- STJ decide que condomínios podem exigir aprovação de ao menos dois terços dos condôminos para uso de apartamentos em estadas de curta duração, como Airbnb, mantendo decisão do TJ-MG.
- Voto ficou 5 a 4; a relatora foi a ministra Nancy Andrighi, pela necessidade de quórum mínimo para permitir esse tipo de locação.
- A Corte entendeu que, em edifícios com destinação residencial, a exploração frequente de imóveis para estadas curtas pode descaracterizar a finalidade do condomínio, cabendo aprovação em assembleia conforme o Código Civil.

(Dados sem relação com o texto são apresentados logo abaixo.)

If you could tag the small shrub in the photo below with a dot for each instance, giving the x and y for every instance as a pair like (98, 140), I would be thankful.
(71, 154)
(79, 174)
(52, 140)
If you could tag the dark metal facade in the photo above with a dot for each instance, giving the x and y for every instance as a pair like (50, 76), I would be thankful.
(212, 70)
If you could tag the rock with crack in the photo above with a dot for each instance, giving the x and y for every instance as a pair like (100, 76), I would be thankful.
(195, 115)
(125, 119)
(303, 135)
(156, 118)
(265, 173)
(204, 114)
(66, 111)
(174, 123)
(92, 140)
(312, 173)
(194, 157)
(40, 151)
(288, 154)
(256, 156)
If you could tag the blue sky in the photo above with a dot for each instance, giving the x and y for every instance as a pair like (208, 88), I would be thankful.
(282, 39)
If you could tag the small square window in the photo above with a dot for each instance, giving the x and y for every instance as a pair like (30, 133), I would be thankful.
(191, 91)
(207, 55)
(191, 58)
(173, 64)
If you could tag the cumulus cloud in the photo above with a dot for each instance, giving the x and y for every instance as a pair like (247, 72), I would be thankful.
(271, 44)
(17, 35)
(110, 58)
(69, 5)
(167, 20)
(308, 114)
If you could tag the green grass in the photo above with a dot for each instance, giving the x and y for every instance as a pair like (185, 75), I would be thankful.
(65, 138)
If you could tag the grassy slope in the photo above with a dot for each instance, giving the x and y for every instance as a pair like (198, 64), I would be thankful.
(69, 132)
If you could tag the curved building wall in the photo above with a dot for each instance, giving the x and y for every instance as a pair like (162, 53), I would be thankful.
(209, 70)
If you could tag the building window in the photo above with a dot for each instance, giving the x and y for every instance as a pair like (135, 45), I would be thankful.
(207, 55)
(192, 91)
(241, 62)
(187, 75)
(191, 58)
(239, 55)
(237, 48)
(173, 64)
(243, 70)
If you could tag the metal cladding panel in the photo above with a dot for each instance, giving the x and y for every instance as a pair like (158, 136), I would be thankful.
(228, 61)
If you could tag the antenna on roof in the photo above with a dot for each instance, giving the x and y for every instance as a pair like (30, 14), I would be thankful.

- A relatora afirmou que contratos intermediados por plataformas digitais não equivalem, por si, a locação residencial comum nem hotelaria; o ponto central é o uso do imóvel e o impacto na segurança e no sossego.
- Os ministros que divergiramm defendem que a locação por temporada não transforma automaticamente o imóvel em atividade comercial e que a restrição deveria constar expressamente na convenção do condomínio.
A 2ª Seção do STJ decidiu, por 5 votos a 4, que condomínios residenciais podem exigir aprovação de ao menos dois terços dos condôminos para permitir aluguel de apartamentos em estadas curtas, como pelo Airbnb. A decisão manteve ordem do TJ-MG que derrubou uso de imóvel sem autorização do condomínio.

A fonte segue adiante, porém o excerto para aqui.